Save Your Computers From Being Gutted by Chinese Malware Fireball

This adware is targeting Asian countries to make money through advertisements in the browser

You're reading Entrepreneur India, an international franchise of Entrepreneur Media.

There are many types of malware that can make the systems vulnerable to their attack. Malware attack seems to make headline every month for all the wrong reasons. A few weeks back it was WannaCry ransomware attack that was in the news because it had infected over 150 countries and 200,000 computer systems worldwide. Recently, a security firm Check Point discovered that a high volume Chinese threat operation has infected over 250 million computers worldwide and 20 % of corporate networks. The installed Chinese malware called Fireball has taken over target browsers and turns them into zombies. The firm also said that the top infected countries by the malware are India (10.1%) and Brazil (9.6%)


The recent cyber attacks have again raised the topic of protecting the system against any kind of malware in the future.
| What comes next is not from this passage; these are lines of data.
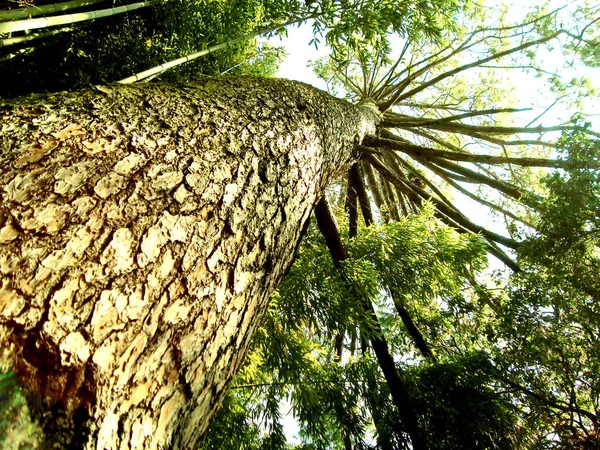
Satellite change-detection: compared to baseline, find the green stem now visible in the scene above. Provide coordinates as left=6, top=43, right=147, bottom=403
left=0, top=0, right=162, bottom=34
left=0, top=0, right=106, bottom=22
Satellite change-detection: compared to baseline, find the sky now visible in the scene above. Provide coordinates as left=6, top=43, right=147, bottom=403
left=264, top=5, right=600, bottom=443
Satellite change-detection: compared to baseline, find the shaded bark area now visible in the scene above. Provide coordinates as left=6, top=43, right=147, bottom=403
left=0, top=77, right=376, bottom=449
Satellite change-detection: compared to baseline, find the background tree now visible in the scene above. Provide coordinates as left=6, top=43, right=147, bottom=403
left=202, top=1, right=600, bottom=448
left=3, top=2, right=599, bottom=448
left=0, top=4, right=464, bottom=448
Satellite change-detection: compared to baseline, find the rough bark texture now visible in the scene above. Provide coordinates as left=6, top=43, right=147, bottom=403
left=0, top=77, right=374, bottom=449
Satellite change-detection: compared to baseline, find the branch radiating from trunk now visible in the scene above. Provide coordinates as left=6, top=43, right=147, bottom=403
left=315, top=197, right=427, bottom=450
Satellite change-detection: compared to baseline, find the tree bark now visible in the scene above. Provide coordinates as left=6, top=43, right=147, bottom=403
left=0, top=77, right=376, bottom=449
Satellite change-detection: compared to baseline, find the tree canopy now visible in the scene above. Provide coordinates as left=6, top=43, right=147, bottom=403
left=206, top=3, right=600, bottom=449
left=4, top=0, right=600, bottom=449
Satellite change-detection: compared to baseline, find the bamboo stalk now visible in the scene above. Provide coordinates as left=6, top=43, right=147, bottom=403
left=0, top=27, right=73, bottom=47
left=117, top=16, right=312, bottom=84
left=0, top=0, right=162, bottom=34
left=0, top=0, right=106, bottom=22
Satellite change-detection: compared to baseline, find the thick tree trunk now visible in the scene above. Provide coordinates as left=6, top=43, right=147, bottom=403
left=0, top=77, right=375, bottom=449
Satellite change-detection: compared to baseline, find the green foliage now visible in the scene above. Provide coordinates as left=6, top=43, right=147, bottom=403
left=413, top=353, right=517, bottom=450
left=0, top=0, right=282, bottom=97
left=204, top=207, right=510, bottom=449
left=0, top=370, right=41, bottom=450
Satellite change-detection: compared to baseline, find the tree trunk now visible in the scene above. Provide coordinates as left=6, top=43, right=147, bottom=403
left=0, top=77, right=376, bottom=449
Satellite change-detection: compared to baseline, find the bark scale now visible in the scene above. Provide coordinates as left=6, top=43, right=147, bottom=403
left=0, top=77, right=376, bottom=449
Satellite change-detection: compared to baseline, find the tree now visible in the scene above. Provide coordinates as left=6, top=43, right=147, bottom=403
left=0, top=78, right=376, bottom=448
left=0, top=2, right=598, bottom=448
left=200, top=1, right=600, bottom=448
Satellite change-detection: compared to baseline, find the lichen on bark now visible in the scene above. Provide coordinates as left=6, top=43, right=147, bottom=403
left=0, top=77, right=376, bottom=449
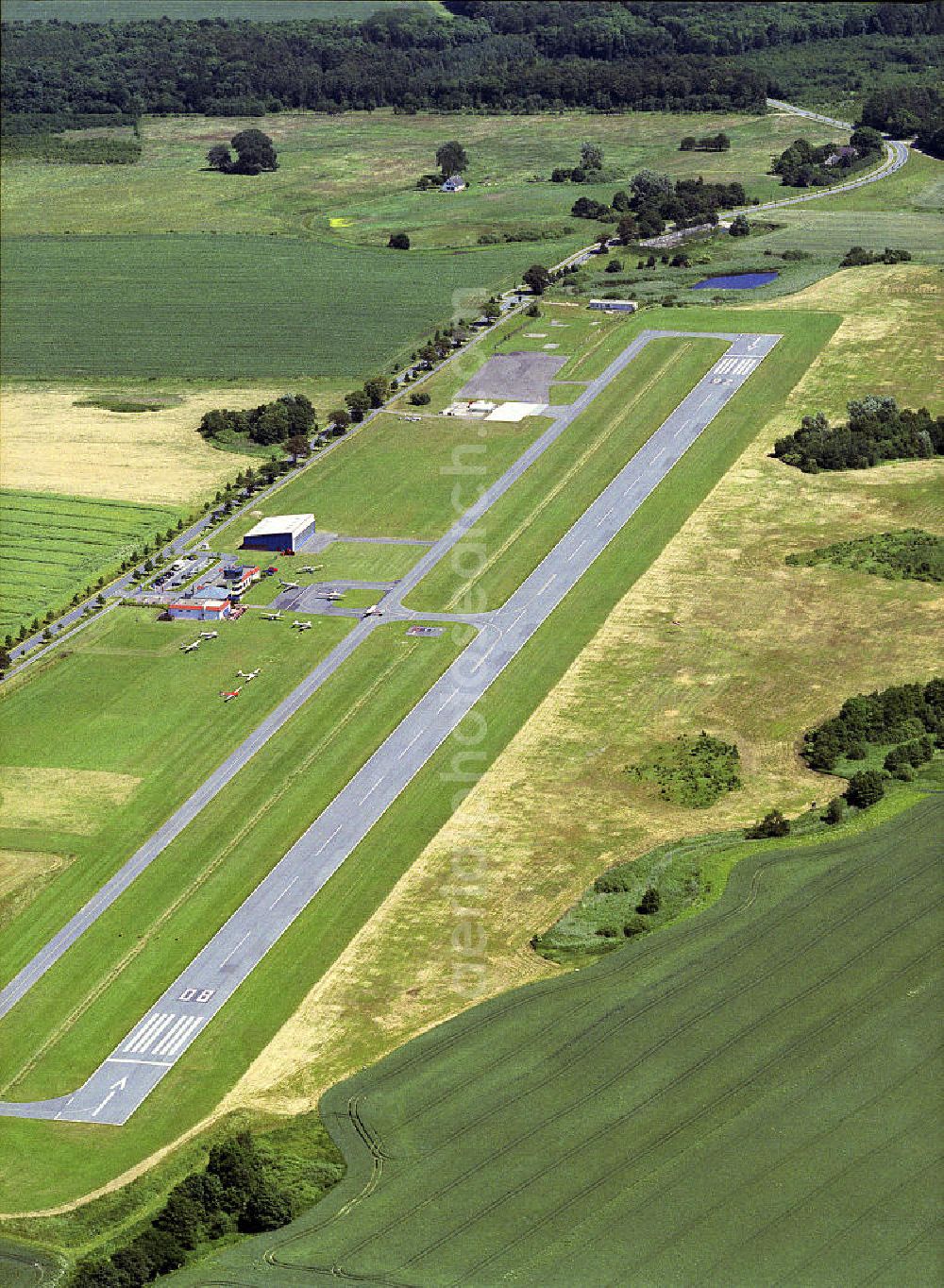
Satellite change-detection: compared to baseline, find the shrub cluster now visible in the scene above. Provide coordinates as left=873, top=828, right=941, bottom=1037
left=800, top=679, right=944, bottom=774
left=774, top=396, right=944, bottom=474
left=70, top=1132, right=294, bottom=1288
left=197, top=394, right=315, bottom=447
left=679, top=130, right=732, bottom=152
left=785, top=528, right=944, bottom=583
left=839, top=246, right=912, bottom=268
left=570, top=170, right=747, bottom=242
Entrepreneur India spoke to Manan Shah, Founder & CEO, Avalance Global Solutions and Mohan Gandhi,CEO at Entersoft Security to understand how different Chinese Fireball is from WannaCry and steps to save the infected systems.

Malware's Key Purpose Is To Make Money Through Browser Advertisements

Gandhi explained that the Fireball malware is a threat to Indian consumers and it makes ad revenues by hijacking browsers of the users. Although Fireball malware is currently a browser hijacker, it has potential to be executed as a full blown malware to encrypt, control user machines remotely and even to launch DDOS attacks.

"Currently, India stands as the most affected nation by Fireball, as per Checkpoint records. Also, it makes sense for Fireball to look at targeting Asian countries predominantly as the malware's key purpose is to make money through advertisements in the browser. Run as a campaign directly or indirectly through Rafotech, all the advertising campaigns are targeting for ad impressions in Asia," he said.

However, he further added that removing this malware is a pretty easy process.

"Users can manually remove infected malware from the Windows and Mac OS machines. Latest anti-viruses have updated malware signatures required for combating Fireball," he said.

India Hasn't Seen Any Cases Of Encryption From Fireball

As per Gandhi, WannaCry is significantly different from Fireball. WannaCry has shown significant losses to the users by encrypting the important information. Fireball takes over the browser by installing plugins to help digital agencies make money through adware.

"India hasn't seen any cases of encryption from Fireball. There was extortion in WannaCry and Fireball doesn't necessarily ask ransom from users. It makes money on its own," he added.

The New Adware Operates Silently

Shah feels the new type of adware is relatively difficult to recognize and tackle as users most often do not even realize its presence. The adware operates silently, by altering the search engine or the home page and while the changes are noticeable, users are likely to attribute it to the new design rather than treat it as a threat. Also, the nature of the adware, as it comes with licenses, makes it difficult to prove it as a threat and a hack.

Shah further shared tips in order to check if your system is infected with this malware or not.

"Open your browser and check if the homepage or search engine has been changed automatically. If it has been changed then there are chances that your system is infected with the malware. In this case, go the Control Panel from Windows and select Programs and Feature list. Search for the suspicious looking adware from it and then delete it," he explained.

He further stressed that the WannaCry Ransomware is a kind of cyber attack that involves hackers taking control of a computer system and blocking access to it until a ransom is paid. Whereas, the Fireball malware is designed to hijack browsers to change the default search engine and track their web traffic.